Behind the Scenes: The Making of Immortal Beauty

When it comes to preparing an impressive exhibit like Immortal Beauty, time is a factor. 

Currently showing in the Leonard Pearlstein Gallery in the URBN Annex, Immortal Beauty: Highlights from the Robert and Penny Fox Historic Costume Collection is the debut exhibition for the collection. The 70 items on display span three centuries of fashion and design and will be in the gallery through Dec. 12. 

For an exhibit like that, most museums would take a couple of years to plan it.

Clare Sauro and Cara Fry had just a year and a half.

“Two years is considered the standard,” said Sauro, curator of the Fox Historic Costume Collection. “So this was a bit of a compressed schedule.

Clare Sauro, curator of the Fox Historic Costume Collection, checking her work on a mannequin for Immortal Beauty. Photo by Michael J. Shepherd.

Although Immortal Beauty highlights 300 years of glitz and glamour, Sauro, Fry (the wife of Drexel President John A. Fry) and their team put in the proverbial blood, sweat and tears to make the landmark exhibition happen.
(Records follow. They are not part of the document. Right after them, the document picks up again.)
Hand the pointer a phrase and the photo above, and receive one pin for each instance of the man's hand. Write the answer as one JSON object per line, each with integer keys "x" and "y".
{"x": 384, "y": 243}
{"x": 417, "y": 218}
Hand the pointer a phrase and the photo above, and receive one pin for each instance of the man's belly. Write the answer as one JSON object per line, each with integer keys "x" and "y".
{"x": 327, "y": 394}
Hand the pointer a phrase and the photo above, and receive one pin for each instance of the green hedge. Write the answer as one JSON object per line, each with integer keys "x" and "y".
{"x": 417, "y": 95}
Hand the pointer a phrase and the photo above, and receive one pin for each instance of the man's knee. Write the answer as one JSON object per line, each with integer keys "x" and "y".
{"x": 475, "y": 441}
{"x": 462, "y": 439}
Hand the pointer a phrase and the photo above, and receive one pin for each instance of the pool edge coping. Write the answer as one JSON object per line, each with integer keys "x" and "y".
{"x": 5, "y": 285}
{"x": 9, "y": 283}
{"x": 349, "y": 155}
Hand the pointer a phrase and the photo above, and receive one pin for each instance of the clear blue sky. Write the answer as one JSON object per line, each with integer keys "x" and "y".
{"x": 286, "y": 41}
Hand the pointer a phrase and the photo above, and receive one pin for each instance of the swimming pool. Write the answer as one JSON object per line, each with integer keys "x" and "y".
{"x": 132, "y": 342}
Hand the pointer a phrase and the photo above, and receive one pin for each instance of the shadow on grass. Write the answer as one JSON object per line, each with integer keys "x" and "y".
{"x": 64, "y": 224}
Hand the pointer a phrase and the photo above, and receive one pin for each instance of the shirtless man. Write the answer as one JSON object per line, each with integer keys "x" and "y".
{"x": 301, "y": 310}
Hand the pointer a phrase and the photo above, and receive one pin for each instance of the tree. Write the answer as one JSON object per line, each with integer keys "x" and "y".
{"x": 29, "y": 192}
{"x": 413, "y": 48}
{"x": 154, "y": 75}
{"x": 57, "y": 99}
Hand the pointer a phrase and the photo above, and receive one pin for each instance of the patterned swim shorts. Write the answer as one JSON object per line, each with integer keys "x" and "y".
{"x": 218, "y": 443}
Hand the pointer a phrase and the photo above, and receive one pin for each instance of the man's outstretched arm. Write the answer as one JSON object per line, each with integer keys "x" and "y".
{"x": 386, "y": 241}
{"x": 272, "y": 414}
“I have worked night, weekends, et cetera, for the better part of 2015 on the exhibition,” Sauro said, adding, “It is a good thing I love what I do.”

Hosting an exhibit like Immortal Beauty is no cheap endeavor. But the financial support for it actually stems from a lunch the Frys had with their friend Tom Cook. Cook heads the Richard C. von Hess Foundation, an organization that seeks to bolster the arts and humanities through philanthropic support. 
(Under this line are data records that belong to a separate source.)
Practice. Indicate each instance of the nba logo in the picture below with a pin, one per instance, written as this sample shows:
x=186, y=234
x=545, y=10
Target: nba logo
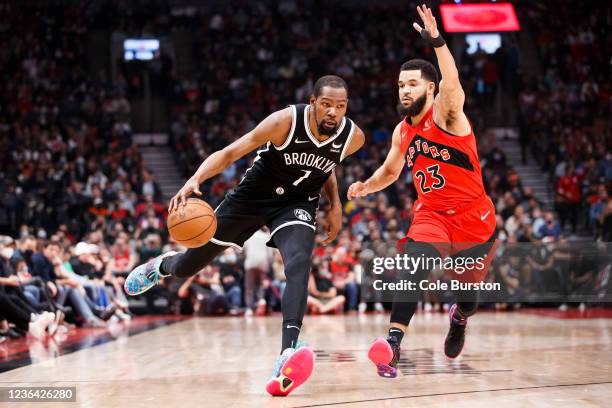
x=302, y=215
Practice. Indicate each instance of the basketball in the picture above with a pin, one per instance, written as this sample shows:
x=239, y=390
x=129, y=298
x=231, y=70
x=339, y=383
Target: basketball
x=193, y=224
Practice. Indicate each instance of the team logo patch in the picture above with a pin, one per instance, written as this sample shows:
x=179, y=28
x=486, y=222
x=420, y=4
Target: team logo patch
x=302, y=214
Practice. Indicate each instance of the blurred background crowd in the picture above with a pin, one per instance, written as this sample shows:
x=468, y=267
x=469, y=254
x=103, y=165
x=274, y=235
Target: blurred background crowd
x=80, y=206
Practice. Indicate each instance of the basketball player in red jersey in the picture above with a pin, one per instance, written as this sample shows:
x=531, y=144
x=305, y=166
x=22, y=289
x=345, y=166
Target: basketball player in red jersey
x=452, y=216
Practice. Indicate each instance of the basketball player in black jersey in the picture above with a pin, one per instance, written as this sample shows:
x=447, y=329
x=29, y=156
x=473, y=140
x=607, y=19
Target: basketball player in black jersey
x=301, y=146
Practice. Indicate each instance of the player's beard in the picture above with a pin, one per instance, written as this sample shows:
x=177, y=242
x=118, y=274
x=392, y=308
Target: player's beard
x=323, y=131
x=415, y=107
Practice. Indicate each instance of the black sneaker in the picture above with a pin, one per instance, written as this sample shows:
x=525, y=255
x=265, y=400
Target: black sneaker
x=385, y=355
x=455, y=339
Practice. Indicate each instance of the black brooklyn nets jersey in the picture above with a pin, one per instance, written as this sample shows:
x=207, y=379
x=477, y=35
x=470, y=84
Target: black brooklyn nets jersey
x=298, y=169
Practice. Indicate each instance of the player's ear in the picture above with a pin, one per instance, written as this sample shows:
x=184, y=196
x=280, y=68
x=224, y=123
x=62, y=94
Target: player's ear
x=431, y=88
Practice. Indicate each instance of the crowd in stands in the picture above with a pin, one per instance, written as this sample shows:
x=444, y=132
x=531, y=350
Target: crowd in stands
x=565, y=112
x=79, y=207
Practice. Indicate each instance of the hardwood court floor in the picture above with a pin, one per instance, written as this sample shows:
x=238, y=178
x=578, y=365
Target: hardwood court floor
x=510, y=360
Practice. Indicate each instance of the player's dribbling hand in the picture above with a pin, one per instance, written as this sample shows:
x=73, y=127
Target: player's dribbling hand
x=334, y=222
x=191, y=186
x=357, y=189
x=429, y=21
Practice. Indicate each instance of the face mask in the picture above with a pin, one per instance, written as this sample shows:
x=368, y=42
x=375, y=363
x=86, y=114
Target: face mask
x=7, y=253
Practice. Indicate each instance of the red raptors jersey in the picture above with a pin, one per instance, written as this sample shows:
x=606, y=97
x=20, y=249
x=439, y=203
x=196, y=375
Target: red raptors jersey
x=445, y=168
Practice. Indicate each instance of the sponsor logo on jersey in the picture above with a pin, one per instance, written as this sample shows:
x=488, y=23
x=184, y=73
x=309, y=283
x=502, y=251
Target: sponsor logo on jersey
x=302, y=215
x=309, y=160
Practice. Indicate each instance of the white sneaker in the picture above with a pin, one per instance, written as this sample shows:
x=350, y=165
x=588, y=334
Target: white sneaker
x=123, y=316
x=37, y=327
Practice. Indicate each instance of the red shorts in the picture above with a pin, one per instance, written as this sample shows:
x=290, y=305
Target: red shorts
x=466, y=232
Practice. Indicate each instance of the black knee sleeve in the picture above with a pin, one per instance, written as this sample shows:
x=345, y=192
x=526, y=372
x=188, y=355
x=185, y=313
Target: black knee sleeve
x=295, y=243
x=192, y=261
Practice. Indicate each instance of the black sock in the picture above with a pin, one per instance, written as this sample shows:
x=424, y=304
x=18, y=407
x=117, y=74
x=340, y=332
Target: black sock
x=291, y=332
x=458, y=317
x=395, y=335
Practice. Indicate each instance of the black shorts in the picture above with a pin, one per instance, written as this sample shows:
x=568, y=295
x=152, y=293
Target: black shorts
x=238, y=220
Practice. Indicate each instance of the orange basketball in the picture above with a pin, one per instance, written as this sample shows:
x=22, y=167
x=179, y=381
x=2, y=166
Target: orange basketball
x=194, y=224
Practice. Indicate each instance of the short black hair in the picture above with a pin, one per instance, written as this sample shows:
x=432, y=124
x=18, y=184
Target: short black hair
x=428, y=71
x=333, y=81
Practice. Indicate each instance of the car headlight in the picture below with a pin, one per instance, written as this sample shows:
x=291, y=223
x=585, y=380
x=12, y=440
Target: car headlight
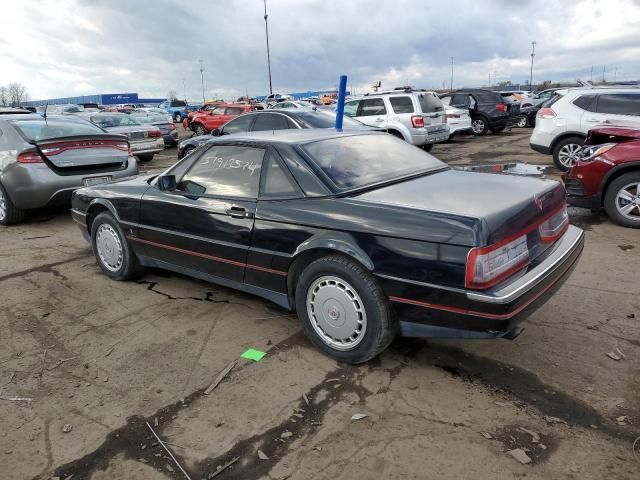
x=592, y=152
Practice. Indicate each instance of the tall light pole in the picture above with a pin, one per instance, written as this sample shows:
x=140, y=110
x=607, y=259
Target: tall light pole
x=533, y=54
x=266, y=31
x=451, y=84
x=202, y=78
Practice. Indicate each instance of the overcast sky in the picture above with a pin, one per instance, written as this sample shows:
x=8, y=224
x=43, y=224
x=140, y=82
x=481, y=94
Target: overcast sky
x=74, y=47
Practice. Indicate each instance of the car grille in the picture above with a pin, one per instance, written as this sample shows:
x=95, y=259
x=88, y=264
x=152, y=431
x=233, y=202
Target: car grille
x=574, y=187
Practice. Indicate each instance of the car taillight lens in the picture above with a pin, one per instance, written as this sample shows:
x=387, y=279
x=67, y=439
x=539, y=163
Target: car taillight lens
x=487, y=266
x=591, y=152
x=546, y=113
x=29, y=157
x=553, y=228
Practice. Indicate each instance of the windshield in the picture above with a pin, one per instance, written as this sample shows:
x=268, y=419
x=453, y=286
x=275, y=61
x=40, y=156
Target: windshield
x=108, y=121
x=41, y=129
x=324, y=119
x=150, y=117
x=360, y=160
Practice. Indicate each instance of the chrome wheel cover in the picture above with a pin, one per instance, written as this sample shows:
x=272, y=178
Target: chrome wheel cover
x=477, y=126
x=628, y=201
x=336, y=312
x=109, y=247
x=3, y=206
x=569, y=154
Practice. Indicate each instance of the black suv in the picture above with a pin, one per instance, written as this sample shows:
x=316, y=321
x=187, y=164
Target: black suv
x=487, y=109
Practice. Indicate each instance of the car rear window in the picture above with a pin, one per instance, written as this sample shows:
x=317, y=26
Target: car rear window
x=429, y=102
x=36, y=129
x=401, y=104
x=360, y=160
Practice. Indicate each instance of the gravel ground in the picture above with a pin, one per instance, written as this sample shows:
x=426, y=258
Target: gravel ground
x=99, y=359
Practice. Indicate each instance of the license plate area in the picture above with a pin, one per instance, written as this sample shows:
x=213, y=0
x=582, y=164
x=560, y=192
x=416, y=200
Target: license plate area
x=90, y=181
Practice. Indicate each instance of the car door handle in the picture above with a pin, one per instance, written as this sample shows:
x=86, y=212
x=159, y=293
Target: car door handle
x=239, y=212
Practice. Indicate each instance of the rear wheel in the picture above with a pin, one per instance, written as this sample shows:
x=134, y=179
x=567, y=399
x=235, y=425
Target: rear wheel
x=567, y=151
x=343, y=310
x=9, y=213
x=479, y=126
x=112, y=250
x=200, y=130
x=622, y=200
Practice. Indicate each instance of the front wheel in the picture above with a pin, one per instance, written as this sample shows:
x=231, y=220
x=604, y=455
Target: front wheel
x=622, y=200
x=112, y=250
x=343, y=310
x=479, y=126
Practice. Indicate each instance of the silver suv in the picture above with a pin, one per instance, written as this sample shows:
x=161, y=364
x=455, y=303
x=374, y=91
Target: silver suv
x=416, y=116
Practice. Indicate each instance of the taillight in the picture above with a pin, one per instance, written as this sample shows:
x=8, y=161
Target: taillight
x=546, y=113
x=487, y=266
x=553, y=228
x=29, y=157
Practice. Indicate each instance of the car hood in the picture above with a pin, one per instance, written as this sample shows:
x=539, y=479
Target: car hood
x=503, y=204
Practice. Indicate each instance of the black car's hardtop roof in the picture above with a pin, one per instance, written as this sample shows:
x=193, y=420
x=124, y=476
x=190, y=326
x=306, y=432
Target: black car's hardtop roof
x=292, y=137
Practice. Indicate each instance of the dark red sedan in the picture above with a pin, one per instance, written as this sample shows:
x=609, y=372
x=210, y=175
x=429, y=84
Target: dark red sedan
x=608, y=174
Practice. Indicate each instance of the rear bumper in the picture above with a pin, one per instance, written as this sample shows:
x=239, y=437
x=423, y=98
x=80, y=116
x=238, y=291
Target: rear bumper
x=435, y=311
x=36, y=185
x=540, y=149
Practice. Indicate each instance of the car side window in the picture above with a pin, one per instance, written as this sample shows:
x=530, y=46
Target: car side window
x=240, y=124
x=585, y=102
x=351, y=109
x=619, y=103
x=225, y=171
x=371, y=107
x=401, y=104
x=270, y=121
x=276, y=183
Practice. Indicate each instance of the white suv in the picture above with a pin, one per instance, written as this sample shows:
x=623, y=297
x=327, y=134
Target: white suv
x=563, y=122
x=416, y=116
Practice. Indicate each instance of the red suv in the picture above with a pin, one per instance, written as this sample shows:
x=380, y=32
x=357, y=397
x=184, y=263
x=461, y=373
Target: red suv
x=608, y=174
x=204, y=122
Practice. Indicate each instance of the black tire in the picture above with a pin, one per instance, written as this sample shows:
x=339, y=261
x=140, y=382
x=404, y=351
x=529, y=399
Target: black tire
x=562, y=148
x=379, y=327
x=200, y=129
x=129, y=267
x=479, y=126
x=9, y=213
x=611, y=202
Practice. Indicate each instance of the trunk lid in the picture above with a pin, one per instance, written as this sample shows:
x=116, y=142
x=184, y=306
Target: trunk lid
x=85, y=154
x=503, y=204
“Tom, who has impeccable taste and an abiding love for the arts, was immediately struck by the caliber and mission of the Fox Collection,” Cara Fry said. “It wasn’t long after we first showed him the collection that the von Hess Foundation generously agreed to support our debut exhibition.”

With a grant secured, Sauro and Fry could really begin planning. But even just coming up with a list of pieces to exhibit is no easy endeavor.

“The collection is largely uncatalogued, so there is no centralized database to search for objects,” Sauro said. “It was very physical: Searching boxes, scanning aisles, trying to remember where things were located.”

But putting together an exhibit doesn’t just stop at pulling dazzling garments and jewelry.

“Once I had a good list of contenders, I had to group them thematically — by period, in this case — and see how they looked together,” Sauro explained. “The groups had to work intellectually and also aesthetically. If the group didn’t work, I would return to the search.”

Clare Sauro, curator of the Fox Historic Costume Collection, working on a mannequin to slim it down to display a garment in Immortal Beauty. Photo by Michael J. Shepherd.

“Given the nature of the ‘highlights’ show, we were able to show off some of our most special pieces,” Fry said. “So, for this particular exhibit, the only real difficulty was in keeping the number of selections appropriate to the gallery space. There were many beautiful things that didn’t make the final cut.”

One of Sauro’s favorites is a pair of jeans that had been worn to Woodstock. But since they were men’s apparel and every other piece selected for Immortal Beauty was for women, they’ll have to wait for a future exhibit.

Many pieces that were chosen needed “stabilization” — stitching and reinforcing weak areas — to be safely exhibited.

Additionally, there was a unique problem that came with exhibiting clothes worn in the distant past: Modern-day mannequins are too big.

“People in the past were generally smaller and women modified their bodies with waist-cinchers, corsets and other items,” Sauro said. “This means it is nearly impossible — and damaging for the antique garments — to dress them on a modern commercial form.”

On the left, a contemporary mannequin. On the right, a mannequin after hours of work to modify it to fit one of the older garments from the Robert and Penny Fox Costume Collection. Photo by Michael J. Shepherd.

To remedy that, the collection bought foam mannequins and then hand-carved them to fit the garments. The process could take a few hours for each mannequin. Multiply that by 45 and you’ve got a pretty labor-intensive job.

On top of Sauro’s and Fry’s efforts, the exhibition utilized several different designers, a research co-op, photographer and conservator, among others.

Now able to see the results of their work, the Fox Collection team can see they’ve put together an exhibit that gives Drexel extra gravitas in a year when its fashion and design programs in Westphal College of Media Arts & Design were repeatedly recognized among the best in the country.

And when it comes down to it, Immortal Beauty accomplishes what the collection was brought to the University to do: teach.

“As an art historian, I was drawn to the collection from the first time I saw it,” Fry said. “I’ve always been fascinated by the concept of art as artifact. And fashion — the way in which people choose to present themselves — reveals so much about people as individuals and society as a whole. Each of these pieces tells a story.”

This piece first appeared in Drexel Quarterly's Fall 2015 issue.